È difficile spiegare che tra tutte le emozioni che ho provato in questo periodo ci siano state sì tristezza e senz’altro uno strisciante senso di inadeguatezza, ma non ci sia mai stata la rabbia e paradossalmente sia arrivato anche lo stimolo per un miglioramento personale che nella coppia che eravamo non avrebbe trovato lo spazio giusto.

La verità è che i problemi di coppia nascono spesso (secondo me quasi sempre, a dirla tutta) da problemi personali, da cose “non sane” di noi stessi che ci siamo portati dietro e abbiamo immesso con naturalezza nella dualità di un rapporto. Che, come tutti, anche noi più o meno inconsciamente ci siamo detti che l’amore poteva vincere ogni cosa, salvo scoprire che a conti fatti non è così. È stato difficile da accettare, non lo nego, ma guardandomi dentro quel seme ce lo avevo anche io.

Una delle reazioni tipiche delle persone cui ho accennato qualcosa, in questi mesi, è stata: ma come, proprio adesso che sei dimagrita tanto, che stai benissimo?
Eh, sì, proprio adesso. Come e se questo possa aver influito, quali siano i margini di questo cambiamento, non lo abbiamo ancora capito. Ma se c’è una cosa di cui posso essere sicura è che l’aspetto esteriore, nel mio matrimonio, non ha mai contato nulla: mio marito mi è stato accanto, amandomi, quando pesavo il doppio di ora; mi è stato accanto quando negli anni sono dimagrita e poi ingrassata di nuovo (perché se il cibo “passa dalla testa” e non dallo stomaco la strada è quella), gioendo non per un corpo “più bello” ma per me e non dandomi mai per scontata. Né io né lui ci siamo mai dati per scontati, né siamo stati insieme per soddisfare un bisogno (di accettazione mio, di dominio suo), semmai abbiamo assecondato delle tendenze caratteriali, che hanno limitato entrambi. Il fatto che sia successo adesso è una mera casualità temporale: i problemi che ci hanno portato alla separazione c’erano da molto tempo, solo che non sapevamo vederli.

Così ora siamo separati, a lavorare ognuno su se stesso per capirci e migliorarci. Se poi questa evoluzione porterà alla possibilità di riunire i pezzi non ci è dato di saperlo, ma non lo abbiamo escluso. Porcelo come obiettivo limiterebbe il tutto.
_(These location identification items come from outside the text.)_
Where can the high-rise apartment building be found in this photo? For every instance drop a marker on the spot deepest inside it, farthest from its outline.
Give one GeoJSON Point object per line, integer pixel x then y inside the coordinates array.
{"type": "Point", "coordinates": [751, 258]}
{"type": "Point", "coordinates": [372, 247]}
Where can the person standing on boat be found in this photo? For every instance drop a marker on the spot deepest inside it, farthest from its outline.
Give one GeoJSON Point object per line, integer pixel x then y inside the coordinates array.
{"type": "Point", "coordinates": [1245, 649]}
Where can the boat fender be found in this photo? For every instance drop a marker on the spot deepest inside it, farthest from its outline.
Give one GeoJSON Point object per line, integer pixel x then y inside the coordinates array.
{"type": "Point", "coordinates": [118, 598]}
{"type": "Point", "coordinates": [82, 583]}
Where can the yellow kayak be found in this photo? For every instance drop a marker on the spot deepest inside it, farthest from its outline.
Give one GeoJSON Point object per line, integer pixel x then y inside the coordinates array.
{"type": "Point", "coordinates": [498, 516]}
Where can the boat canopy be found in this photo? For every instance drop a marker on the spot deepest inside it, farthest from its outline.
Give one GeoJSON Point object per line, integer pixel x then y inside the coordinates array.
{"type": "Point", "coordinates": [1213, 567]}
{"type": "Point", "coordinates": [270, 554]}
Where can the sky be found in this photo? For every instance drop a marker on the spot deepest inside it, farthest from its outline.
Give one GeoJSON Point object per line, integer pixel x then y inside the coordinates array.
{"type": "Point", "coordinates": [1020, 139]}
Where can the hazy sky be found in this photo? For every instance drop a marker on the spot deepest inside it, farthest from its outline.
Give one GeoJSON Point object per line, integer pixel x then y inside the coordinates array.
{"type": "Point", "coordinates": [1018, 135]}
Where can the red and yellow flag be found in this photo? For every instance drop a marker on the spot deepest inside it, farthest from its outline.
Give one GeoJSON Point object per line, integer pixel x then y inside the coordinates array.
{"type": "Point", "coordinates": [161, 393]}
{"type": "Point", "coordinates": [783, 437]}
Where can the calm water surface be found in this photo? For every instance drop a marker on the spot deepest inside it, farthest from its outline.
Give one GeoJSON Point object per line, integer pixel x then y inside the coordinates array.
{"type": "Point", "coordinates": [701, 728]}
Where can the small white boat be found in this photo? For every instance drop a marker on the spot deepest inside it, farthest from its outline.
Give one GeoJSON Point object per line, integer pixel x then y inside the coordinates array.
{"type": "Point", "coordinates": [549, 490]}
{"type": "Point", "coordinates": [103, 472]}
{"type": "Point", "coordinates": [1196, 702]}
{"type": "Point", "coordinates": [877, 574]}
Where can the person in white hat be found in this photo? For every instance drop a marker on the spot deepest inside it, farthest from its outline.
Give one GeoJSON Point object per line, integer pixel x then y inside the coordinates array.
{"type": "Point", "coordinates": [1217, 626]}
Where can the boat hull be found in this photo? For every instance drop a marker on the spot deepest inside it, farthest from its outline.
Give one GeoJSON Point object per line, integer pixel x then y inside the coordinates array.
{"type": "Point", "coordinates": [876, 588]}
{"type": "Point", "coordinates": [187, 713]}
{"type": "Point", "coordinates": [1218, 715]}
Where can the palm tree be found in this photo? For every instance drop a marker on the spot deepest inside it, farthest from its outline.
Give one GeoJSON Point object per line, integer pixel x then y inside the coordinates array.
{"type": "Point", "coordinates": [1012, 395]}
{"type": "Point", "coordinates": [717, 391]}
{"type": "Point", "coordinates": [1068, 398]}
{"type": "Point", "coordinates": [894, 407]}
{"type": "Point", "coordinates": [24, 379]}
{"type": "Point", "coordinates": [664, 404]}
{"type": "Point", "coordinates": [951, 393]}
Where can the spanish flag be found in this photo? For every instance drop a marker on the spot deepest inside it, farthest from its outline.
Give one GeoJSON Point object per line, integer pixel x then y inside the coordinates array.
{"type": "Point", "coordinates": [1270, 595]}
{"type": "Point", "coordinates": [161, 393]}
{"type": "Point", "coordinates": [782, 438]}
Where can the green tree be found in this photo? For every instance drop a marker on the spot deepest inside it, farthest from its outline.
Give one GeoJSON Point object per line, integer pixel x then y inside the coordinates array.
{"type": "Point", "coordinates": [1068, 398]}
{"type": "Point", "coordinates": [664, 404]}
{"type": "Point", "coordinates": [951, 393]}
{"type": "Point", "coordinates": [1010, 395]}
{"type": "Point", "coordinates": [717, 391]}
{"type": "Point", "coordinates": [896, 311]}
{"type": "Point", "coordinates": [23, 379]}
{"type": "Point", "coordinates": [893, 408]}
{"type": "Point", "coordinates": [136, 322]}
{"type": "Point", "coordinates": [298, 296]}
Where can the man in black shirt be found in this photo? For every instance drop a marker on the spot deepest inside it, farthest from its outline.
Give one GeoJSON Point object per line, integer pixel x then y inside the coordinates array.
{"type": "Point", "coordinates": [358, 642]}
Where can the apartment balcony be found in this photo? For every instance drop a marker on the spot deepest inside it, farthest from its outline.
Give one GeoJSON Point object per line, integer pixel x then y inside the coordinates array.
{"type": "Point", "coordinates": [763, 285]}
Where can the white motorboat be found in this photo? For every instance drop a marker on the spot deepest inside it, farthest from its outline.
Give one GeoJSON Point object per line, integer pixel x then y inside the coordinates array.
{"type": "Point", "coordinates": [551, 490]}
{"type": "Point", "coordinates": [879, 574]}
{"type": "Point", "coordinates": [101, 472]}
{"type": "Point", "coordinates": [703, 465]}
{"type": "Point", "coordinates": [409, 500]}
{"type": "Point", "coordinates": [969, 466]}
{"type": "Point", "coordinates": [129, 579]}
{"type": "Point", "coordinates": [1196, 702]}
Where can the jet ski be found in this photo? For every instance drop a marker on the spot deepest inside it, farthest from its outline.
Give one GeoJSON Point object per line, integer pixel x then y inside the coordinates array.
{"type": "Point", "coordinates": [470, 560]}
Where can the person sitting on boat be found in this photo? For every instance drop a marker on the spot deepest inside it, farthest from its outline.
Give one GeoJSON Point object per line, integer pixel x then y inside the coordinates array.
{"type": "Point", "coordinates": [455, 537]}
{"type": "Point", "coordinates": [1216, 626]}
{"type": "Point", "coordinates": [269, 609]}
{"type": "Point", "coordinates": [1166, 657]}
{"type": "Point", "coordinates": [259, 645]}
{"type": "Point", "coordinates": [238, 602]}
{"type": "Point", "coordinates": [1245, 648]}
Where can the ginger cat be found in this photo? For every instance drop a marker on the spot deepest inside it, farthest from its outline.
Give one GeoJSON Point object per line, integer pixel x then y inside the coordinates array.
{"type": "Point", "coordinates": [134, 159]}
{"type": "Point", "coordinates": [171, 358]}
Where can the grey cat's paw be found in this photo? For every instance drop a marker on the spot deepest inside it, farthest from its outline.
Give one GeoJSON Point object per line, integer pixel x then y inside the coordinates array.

Ci resta da sperimentare una quotidianità diversa, una crescita personale in solitaria, impegnativa senza dubbio per chi come noi ha passato con l’altro quasi i due terzi della sua vita. Del resto sono, siamo, sempre stata convinta che si cresce e si cambia per se stessi: se dai ad un altro la responsabilità di essere il motivo del tuo cambiamento, non può venirne nulla di buono: non sentirai mai del tutto “tuoi” i progressi e finirai per colpevolizzare l’altro per gli “insuccessi”, inevitabilmente.

L’evoluzione in fondo è sempre un percorso personale, si può solo condividerne il risultato, una volta raggiunto e mantenuto.